Défis contemporains pour le DIH
29-10-2010 Introduction
Dans les conflits armés contemporains, s’il est si difficile de faire prévaloir les valeurs humanitaires, ce n’est pas par manque de règles, mais parce que les règles ne sont pas respectées. Le DIH est actuellement confronté à un certain nombre de défis – en rapport notamment avec le terrorisme, l’internement, la conduite des hostilités, l’occupation et les sanctions – qui doivent être relevés par la communauté internationale.
Il n’existe, au niveau international, aucune définition juridique exhaustive du terrorisme. Le DIH ne définit pas le terrorisme, mais il interdit explicitement la plupart des actes commis contre les civils et les biens de caractère civil en période de conflit armé qui, s’ils étaient commis en temps de paix, seraient communément considérés comme des actes « terroristes ».
Un défi posé récemment au DIH réside dans la tendance affichée par les États, consistant à qualifier de « terroristes » tous les actes de guerre commis à leur encontre par des groupes armés, spécialement dans le contexte de conflits armés non internationaux. Une certaine confusion est ainsi née entre, d’une part, les actes de guerre licites (y compris lorsque de tels actes, commis par des insurgés nationaux, sont dirigés contre des cibles militaires) et, d’autre part, les actes de terrorisme.

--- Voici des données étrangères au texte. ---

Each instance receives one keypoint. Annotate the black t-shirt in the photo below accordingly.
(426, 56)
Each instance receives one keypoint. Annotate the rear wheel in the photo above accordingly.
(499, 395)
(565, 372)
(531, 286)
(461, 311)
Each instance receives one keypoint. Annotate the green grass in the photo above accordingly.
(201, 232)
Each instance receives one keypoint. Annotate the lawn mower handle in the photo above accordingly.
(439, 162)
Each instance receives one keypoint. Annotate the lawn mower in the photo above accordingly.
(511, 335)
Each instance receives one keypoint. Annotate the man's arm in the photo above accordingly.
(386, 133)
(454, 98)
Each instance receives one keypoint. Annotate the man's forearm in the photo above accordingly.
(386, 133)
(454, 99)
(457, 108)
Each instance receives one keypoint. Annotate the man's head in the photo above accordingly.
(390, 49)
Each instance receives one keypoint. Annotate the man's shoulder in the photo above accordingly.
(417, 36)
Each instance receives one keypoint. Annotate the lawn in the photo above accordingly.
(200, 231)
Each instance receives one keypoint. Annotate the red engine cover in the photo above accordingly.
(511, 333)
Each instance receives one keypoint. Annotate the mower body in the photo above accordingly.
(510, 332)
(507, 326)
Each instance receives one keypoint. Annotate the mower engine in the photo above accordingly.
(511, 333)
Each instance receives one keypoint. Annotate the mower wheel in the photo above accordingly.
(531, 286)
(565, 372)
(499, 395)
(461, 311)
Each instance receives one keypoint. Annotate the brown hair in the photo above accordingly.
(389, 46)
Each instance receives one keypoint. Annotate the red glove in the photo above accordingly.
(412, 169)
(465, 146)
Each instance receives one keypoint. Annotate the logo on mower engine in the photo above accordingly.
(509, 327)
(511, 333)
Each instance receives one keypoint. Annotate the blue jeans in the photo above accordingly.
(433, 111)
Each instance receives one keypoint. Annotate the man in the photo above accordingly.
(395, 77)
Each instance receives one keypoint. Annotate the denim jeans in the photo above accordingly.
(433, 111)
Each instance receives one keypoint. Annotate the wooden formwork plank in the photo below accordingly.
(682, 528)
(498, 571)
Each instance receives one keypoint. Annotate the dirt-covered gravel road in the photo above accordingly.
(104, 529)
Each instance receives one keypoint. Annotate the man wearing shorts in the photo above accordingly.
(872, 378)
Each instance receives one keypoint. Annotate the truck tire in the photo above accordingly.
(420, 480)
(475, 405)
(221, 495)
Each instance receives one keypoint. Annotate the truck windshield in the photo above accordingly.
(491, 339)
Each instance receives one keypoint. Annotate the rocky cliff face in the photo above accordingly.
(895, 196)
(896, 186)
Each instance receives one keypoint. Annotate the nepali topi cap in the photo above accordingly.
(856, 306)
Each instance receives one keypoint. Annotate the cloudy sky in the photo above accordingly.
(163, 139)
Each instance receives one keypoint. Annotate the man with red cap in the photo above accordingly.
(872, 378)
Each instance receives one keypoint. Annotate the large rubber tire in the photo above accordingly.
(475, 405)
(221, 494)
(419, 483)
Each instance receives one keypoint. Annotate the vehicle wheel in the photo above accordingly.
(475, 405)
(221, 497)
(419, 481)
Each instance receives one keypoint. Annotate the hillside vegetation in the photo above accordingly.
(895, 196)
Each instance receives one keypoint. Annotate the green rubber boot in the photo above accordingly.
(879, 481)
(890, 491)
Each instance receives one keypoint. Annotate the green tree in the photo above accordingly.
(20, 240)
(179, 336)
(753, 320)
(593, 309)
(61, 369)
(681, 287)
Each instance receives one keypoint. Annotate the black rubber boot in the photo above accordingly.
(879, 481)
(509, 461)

La qualification juridique de ce que l’on nomme « la guerre mondiale contre le terrorisme » donne lieu à une controverse considérable. Le CICR n’est pas d’avis qu’une guerre mondiale est en train d’être livrée. Il préfère une approche au cas par cas et, de fait, il estime dangereux et inutile de tenter d’appliquer le DIH à des situations ne pouvant être qualifiées de « guerres ».
L’interprétation des dispositions existantes du DIH ayant trait à l’internement (ou « détention administrative ») constitue un défi permanent. En mettant en place leur législation anti-terroriste, les États recourent de plus en plus à la détention administrative. Il n’existe aucun accord international quant à la légalité de cette démarche. Le CICR a donc élaboré des lignes directrices précisant les principes de procédure et les mesures de sauvegarde à observer lors d’internement ou de détention administrative dans le cadre d’un conflit armé ou de toute autre situation de violence
S’agissant de la conduite des hostilités, les conflits d’aujourd’hui sont souvent marqués par des inégalités entre les belligérants, particulièrement sur les plans des armements et des technologies. La partie la plus faible utilise parfois des civils en tant que boucliers, provoque des pertes civiles en attaquant des « cibles non protégées » et prend les civils pour cibles de manière à générer de la propagande pour affaiblir la position de la partie la plus forte. Dans ce type de conflits, la partie la plus faible menace souvent d’employer des armes chimiques et des armes biologiques. Tous ces actes sont des infractions au DIH. La partie la plus forte risque ensuite d’utiliser les actions de l’adversaire pour justifier un relâchement de ses propres normes (ce que l’on nomme « l’effet de spirale descendante »).
Le DIH établit essentiellement une distinction entre deux catégories de personnes en période de conflit armé : les membres des forces armées et les civils. Dans les conflits armés contemporains, la ligne de démarcation entre fonctions civiles et fonctions militaires s’estompe souvent. Le problème posé par les civils qui participent directement aux hostilités vient s’ajouter à la difficulté qu’il y a d’établir une distinction entre les civils et les militaires.
Au cours de ces dernières années, le droit de l’occupation a été mis en question, les divers types d’occupation étant toujours plus complexes. Le CICR prévoit d’étudier si, et comment, les règles du droit de l’occupation auraient éventuellement besoin d’être renforcées, clarifiées ou développées.
Obtenir un plus grand respect du DIH, ainsi que sa mise en œuvre et son application, reste un défi constant pour la communauté internationale et une priorité permanente pour le CICR. Il en va de la responsabilité des parties engagées dans un conflit, qu’il s’agisse d’États ou d’entités non étatiques ; néanmoins, il faut également que des mesures soient prises par les États en temps de paix. De plus, des sanctions (de caractère disciplinaire ou pénal) doivent être adoptées.